The student enrolment statistics of Q3 mark another milestone for Melodica, after the recent opening of the four new branches at City Center Al Zahia, Al Ain Mall, Silicon Central, and Dalma Mall Abu Dhabi. Melodica has been witnessing an increase in enrolments, with 20,000 new students joining the institute since 2021.
Afshin Jafari, Founder and CEO of Melodica Music and Dance Institute, said: “The high number of enrolments in Q3 reflects our goal to offer opportunities in exploring a wide variety of music and dance genres and to encourage talents to reach for greater heights. Melodica Music and Dance Institute aims at providing an innovative space to train numerous students of all ages across the country by offering classes in piano, guitar, violin, drums, wind instruments, dance, and vocals.”
He added: “There are numerous creative industries across the globe that are intertwined and sustainable, as they depend on the passion, talent and brain of the people.
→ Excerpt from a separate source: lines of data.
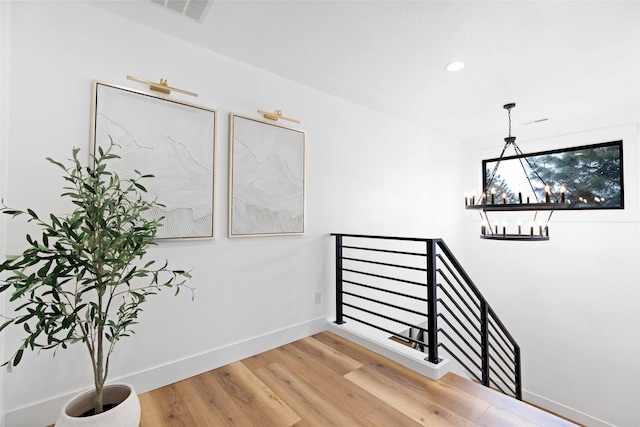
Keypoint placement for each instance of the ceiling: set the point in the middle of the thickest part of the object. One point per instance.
(558, 60)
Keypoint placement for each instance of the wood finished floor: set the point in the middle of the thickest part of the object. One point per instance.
(325, 380)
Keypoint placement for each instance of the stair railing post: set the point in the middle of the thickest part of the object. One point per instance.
(432, 303)
(339, 314)
(484, 341)
(518, 374)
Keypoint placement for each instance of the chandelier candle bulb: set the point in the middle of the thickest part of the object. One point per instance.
(547, 191)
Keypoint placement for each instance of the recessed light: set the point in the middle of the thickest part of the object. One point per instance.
(455, 66)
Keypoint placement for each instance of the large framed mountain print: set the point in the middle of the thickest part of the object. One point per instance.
(172, 140)
(266, 178)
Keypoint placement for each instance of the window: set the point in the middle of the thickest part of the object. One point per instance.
(590, 174)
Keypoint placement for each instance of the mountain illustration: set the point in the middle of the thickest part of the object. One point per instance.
(267, 195)
(180, 182)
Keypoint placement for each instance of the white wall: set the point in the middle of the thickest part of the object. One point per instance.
(571, 302)
(5, 25)
(366, 173)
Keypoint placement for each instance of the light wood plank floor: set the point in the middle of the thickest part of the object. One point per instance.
(325, 380)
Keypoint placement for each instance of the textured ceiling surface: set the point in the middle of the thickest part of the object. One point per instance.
(558, 60)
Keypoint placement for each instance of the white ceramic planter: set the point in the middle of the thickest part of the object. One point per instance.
(126, 414)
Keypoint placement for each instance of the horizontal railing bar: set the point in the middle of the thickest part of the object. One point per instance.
(477, 316)
(505, 362)
(379, 276)
(385, 251)
(495, 318)
(395, 334)
(385, 290)
(452, 341)
(500, 366)
(411, 325)
(384, 263)
(502, 339)
(506, 355)
(444, 304)
(460, 336)
(486, 351)
(406, 310)
(443, 246)
(404, 239)
(464, 365)
(464, 288)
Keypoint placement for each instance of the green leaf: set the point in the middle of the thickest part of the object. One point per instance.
(18, 357)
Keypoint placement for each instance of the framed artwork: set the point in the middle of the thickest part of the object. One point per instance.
(266, 178)
(173, 140)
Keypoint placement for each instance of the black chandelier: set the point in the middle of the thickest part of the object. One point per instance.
(537, 229)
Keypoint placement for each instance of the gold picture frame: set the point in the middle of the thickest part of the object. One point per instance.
(171, 139)
(267, 178)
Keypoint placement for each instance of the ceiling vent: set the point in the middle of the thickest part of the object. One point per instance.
(194, 9)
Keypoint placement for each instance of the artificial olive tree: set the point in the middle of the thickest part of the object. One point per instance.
(88, 277)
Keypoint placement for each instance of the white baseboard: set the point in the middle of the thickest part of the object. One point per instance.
(399, 353)
(562, 410)
(46, 412)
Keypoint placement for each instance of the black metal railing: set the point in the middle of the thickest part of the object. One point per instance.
(415, 291)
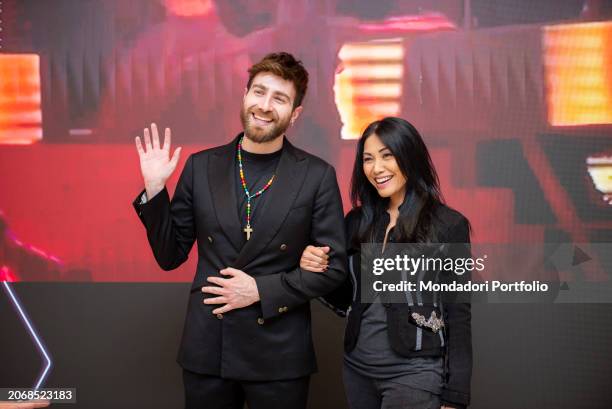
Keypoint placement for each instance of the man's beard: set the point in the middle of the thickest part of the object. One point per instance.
(258, 134)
Like other key sectors, it is also vital to support the creative sector as it also contributes to the nation’s overall economic growth.”
Over the years, the UAE has been making substantial efforts in expanding the creative and cultural sectors and attempts by the government have earned international support to further this need. Melodica, with branches in 18 major locations across the UAE, aims at contributing to the efforts of supporting the country’s cultural and creative sectors.